# Concrete to subfloor transition



## MALCO.New.York (Feb 27, 2008)

Deadhead Derek said:


> only in the European model. Metric and all that.



:thumbsup::laughing::thumbsup::laughing::thumbsup:


----------



## TB1 (Dec 15, 2008)

The home is older and has been added on to at different times. The slab was an exsiting breeze-way that went into an exsiting room. They enclosed this a while back and now decided to open it all up into one room.


----------



## AustinDB (Sep 11, 2006)

how about 1x4 or 1x6 PT sleepers-shim them up (use composite) adn then grout them in place to keep level. Tapcon them for good measure. Then you should have a level playing field for the subfloor, then flooring. I'm not sure if only a 3/4" layer of subfloor would be enough for the staples-a glue down engineered floor may be a nice alternative b/c of less floor movement.


----------



## Burby (Nov 25, 2008)

Removing that slab is not an option?? 
I believe you will always have a problem with expansion & contraction 

Being a designer, you should be able to create something to take care of the transition to allow for normal expansion & contraction while not taking away from the overall look of the hardwood. A T type threashold with the top part wide enough to allow for exp & con under the T

One other thing is talk with different hardwood flooring companies to see if they have ever come up with this before. Changing hardwood direction at the joint can help reduce the amount of movement, using a different type of hardwood flooring to offer an accent design as part of the transition even. 

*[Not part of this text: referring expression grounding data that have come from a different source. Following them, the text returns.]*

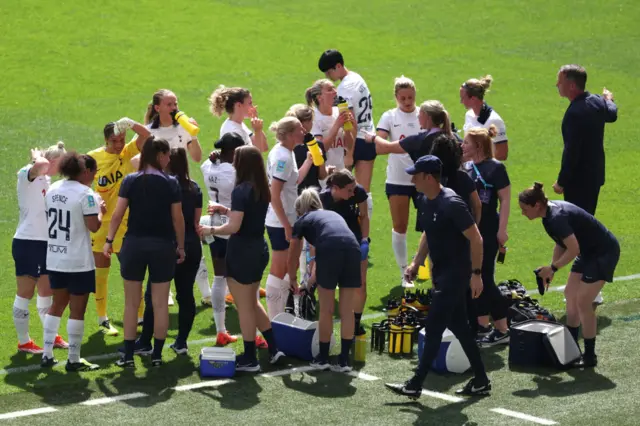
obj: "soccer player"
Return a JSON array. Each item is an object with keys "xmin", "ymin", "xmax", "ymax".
[
  {"xmin": 318, "ymin": 50, "xmax": 375, "ymax": 218},
  {"xmin": 519, "ymin": 182, "xmax": 620, "ymax": 367},
  {"xmin": 319, "ymin": 169, "xmax": 369, "ymax": 336},
  {"xmin": 305, "ymin": 79, "xmax": 356, "ymax": 182},
  {"xmin": 376, "ymin": 76, "xmax": 421, "ymax": 286},
  {"xmin": 12, "ymin": 142, "xmax": 68, "ymax": 353},
  {"xmin": 460, "ymin": 75, "xmax": 509, "ymax": 161},
  {"xmin": 288, "ymin": 189, "xmax": 359, "ymax": 372},
  {"xmin": 88, "ymin": 118, "xmax": 150, "ymax": 336},
  {"xmin": 385, "ymin": 155, "xmax": 490, "ymax": 398},
  {"xmin": 201, "ymin": 145, "xmax": 285, "ymax": 372},
  {"xmin": 264, "ymin": 117, "xmax": 303, "ymax": 319},
  {"xmin": 200, "ymin": 133, "xmax": 245, "ymax": 346},
  {"xmin": 41, "ymin": 153, "xmax": 104, "ymax": 371},
  {"xmin": 105, "ymin": 137, "xmax": 185, "ymax": 368},
  {"xmin": 286, "ymin": 104, "xmax": 328, "ymax": 193},
  {"xmin": 208, "ymin": 85, "xmax": 269, "ymax": 152},
  {"xmin": 462, "ymin": 126, "xmax": 511, "ymax": 346}
]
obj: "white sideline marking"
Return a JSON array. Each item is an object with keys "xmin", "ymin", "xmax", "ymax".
[
  {"xmin": 174, "ymin": 379, "xmax": 232, "ymax": 391},
  {"xmin": 491, "ymin": 408, "xmax": 557, "ymax": 425},
  {"xmin": 261, "ymin": 366, "xmax": 316, "ymax": 377},
  {"xmin": 0, "ymin": 407, "xmax": 58, "ymax": 420},
  {"xmin": 421, "ymin": 390, "xmax": 464, "ymax": 403},
  {"xmin": 80, "ymin": 392, "xmax": 147, "ymax": 406},
  {"xmin": 550, "ymin": 272, "xmax": 640, "ymax": 292},
  {"xmin": 348, "ymin": 371, "xmax": 379, "ymax": 381}
]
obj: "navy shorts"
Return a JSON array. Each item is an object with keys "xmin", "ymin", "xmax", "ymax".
[
  {"xmin": 571, "ymin": 243, "xmax": 620, "ymax": 284},
  {"xmin": 209, "ymin": 237, "xmax": 228, "ymax": 259},
  {"xmin": 266, "ymin": 226, "xmax": 290, "ymax": 251},
  {"xmin": 119, "ymin": 236, "xmax": 176, "ymax": 283},
  {"xmin": 49, "ymin": 270, "xmax": 96, "ymax": 295},
  {"xmin": 354, "ymin": 137, "xmax": 377, "ymax": 163},
  {"xmin": 226, "ymin": 236, "xmax": 269, "ymax": 285},
  {"xmin": 385, "ymin": 183, "xmax": 419, "ymax": 206},
  {"xmin": 12, "ymin": 239, "xmax": 47, "ymax": 278},
  {"xmin": 315, "ymin": 247, "xmax": 361, "ymax": 290}
]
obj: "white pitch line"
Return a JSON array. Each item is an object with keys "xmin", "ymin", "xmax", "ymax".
[
  {"xmin": 173, "ymin": 379, "xmax": 232, "ymax": 392},
  {"xmin": 550, "ymin": 272, "xmax": 640, "ymax": 292},
  {"xmin": 80, "ymin": 392, "xmax": 148, "ymax": 406},
  {"xmin": 491, "ymin": 408, "xmax": 557, "ymax": 425},
  {"xmin": 420, "ymin": 390, "xmax": 464, "ymax": 403},
  {"xmin": 261, "ymin": 366, "xmax": 316, "ymax": 377},
  {"xmin": 347, "ymin": 371, "xmax": 379, "ymax": 381},
  {"xmin": 0, "ymin": 407, "xmax": 58, "ymax": 420}
]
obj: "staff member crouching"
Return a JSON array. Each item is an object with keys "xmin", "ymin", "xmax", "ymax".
[
  {"xmin": 519, "ymin": 183, "xmax": 620, "ymax": 367},
  {"xmin": 288, "ymin": 189, "xmax": 359, "ymax": 372},
  {"xmin": 385, "ymin": 155, "xmax": 490, "ymax": 398},
  {"xmin": 105, "ymin": 137, "xmax": 186, "ymax": 368},
  {"xmin": 201, "ymin": 145, "xmax": 285, "ymax": 372},
  {"xmin": 42, "ymin": 153, "xmax": 104, "ymax": 371}
]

Still you need to know the soil condition, (more wet than dry, visa versa) and more about the slab type as well as differences in mean temps in that area to have a better idea of possible movement. 

Being a designer this is you profession & you know the homework that needs to be done prior to even considering pricing.
Most builders would prefer to see the slab removed and conventional framing added to prevent call backs later, I would think. :thumbsup:


----------